On top of all that, New Mountain has senior status on most of these loans.
First and second lein debt account for 80% of the company’s loan book. Borrowers have pledged specific assets on these deals in many cases, such as land, buildings, and equipment.
In other words, New Mountain gets paid first if anything goes wrong. For this reason, the business has managed to deliver steady, ongoing distributions. Over the firm’s history, management has never cut the payout.
Source: “Q3 2017 Earnings Presentation,” New Mountain Finance Corp., November 8, 2017.
BDC investors need to take a deep dive into loan books. In many cases, executives can juice returns in the short run by making riskier deals. In the case of New Mountain, however, there doesn’t seem to be any surprises hiding in the details.

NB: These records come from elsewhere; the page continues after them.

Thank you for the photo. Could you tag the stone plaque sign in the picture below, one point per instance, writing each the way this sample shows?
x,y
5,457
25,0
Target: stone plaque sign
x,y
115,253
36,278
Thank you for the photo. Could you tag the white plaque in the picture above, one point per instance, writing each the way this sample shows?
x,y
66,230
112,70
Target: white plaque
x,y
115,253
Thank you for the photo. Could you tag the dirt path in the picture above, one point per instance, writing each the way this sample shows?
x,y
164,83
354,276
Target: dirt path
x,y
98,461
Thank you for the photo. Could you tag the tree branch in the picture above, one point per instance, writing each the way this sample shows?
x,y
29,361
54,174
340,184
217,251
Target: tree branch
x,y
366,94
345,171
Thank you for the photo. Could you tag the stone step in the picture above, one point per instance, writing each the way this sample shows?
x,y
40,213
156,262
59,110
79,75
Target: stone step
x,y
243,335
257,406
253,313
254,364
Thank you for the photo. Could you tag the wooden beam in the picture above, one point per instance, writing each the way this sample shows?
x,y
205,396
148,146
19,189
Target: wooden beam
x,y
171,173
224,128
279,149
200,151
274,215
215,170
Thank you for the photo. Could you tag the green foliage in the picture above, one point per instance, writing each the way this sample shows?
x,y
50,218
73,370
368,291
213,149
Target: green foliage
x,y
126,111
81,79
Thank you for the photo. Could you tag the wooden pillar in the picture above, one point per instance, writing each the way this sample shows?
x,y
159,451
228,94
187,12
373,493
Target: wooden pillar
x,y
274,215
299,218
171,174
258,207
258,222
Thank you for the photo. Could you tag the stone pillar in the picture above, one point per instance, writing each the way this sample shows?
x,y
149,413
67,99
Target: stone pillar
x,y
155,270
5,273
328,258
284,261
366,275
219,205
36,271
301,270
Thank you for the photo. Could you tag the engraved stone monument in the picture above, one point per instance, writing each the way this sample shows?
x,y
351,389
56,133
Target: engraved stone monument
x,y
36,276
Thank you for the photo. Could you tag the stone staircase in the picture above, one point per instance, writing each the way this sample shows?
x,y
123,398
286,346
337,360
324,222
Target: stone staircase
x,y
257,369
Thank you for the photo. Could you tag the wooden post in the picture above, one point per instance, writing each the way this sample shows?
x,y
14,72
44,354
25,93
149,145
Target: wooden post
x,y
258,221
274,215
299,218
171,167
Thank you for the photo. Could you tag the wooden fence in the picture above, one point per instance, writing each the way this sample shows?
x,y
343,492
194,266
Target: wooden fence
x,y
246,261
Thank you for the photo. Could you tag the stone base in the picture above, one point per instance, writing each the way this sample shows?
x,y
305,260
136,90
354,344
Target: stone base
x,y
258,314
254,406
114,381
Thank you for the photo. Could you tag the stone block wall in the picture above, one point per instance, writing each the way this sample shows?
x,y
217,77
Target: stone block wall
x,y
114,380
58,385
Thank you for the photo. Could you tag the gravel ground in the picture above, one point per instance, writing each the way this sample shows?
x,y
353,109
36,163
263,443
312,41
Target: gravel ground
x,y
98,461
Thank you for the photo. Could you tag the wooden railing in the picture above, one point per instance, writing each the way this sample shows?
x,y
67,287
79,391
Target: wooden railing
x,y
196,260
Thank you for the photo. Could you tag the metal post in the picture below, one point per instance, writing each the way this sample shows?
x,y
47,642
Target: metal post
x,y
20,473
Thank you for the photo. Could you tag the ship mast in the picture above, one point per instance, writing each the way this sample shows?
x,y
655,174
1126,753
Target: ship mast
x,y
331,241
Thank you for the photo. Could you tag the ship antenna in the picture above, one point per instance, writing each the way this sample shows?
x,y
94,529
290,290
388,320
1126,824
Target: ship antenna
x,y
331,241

The payout ratio, though, could cause problems.
Through the first nine months of 2017, New Mountain generated $1.02 in net investment income. At the same time, management has paid out $1.02 in distributions.
Generally, I like to see companies pay out 75% or less of their profits as dividends. That helps me sleep at night, knowing the distribution as some wiggle room to survive a bad year or two. New Mountain’s payout could come under pressure in the event defaults rise or interest rates drop.
So yes, this income stream comes with the dreaded “R” word: risk. You can’t put this name in the same category of dividend payers like Johnson & Johnson (NYSE:JNJ), Procter & Gamble Co (NYSE:PG), or The Coca-Cola Co (NYSE:KO). But considering the yield on this thing has neared double digits, New Mountain’s payout looks reasonably safe for now.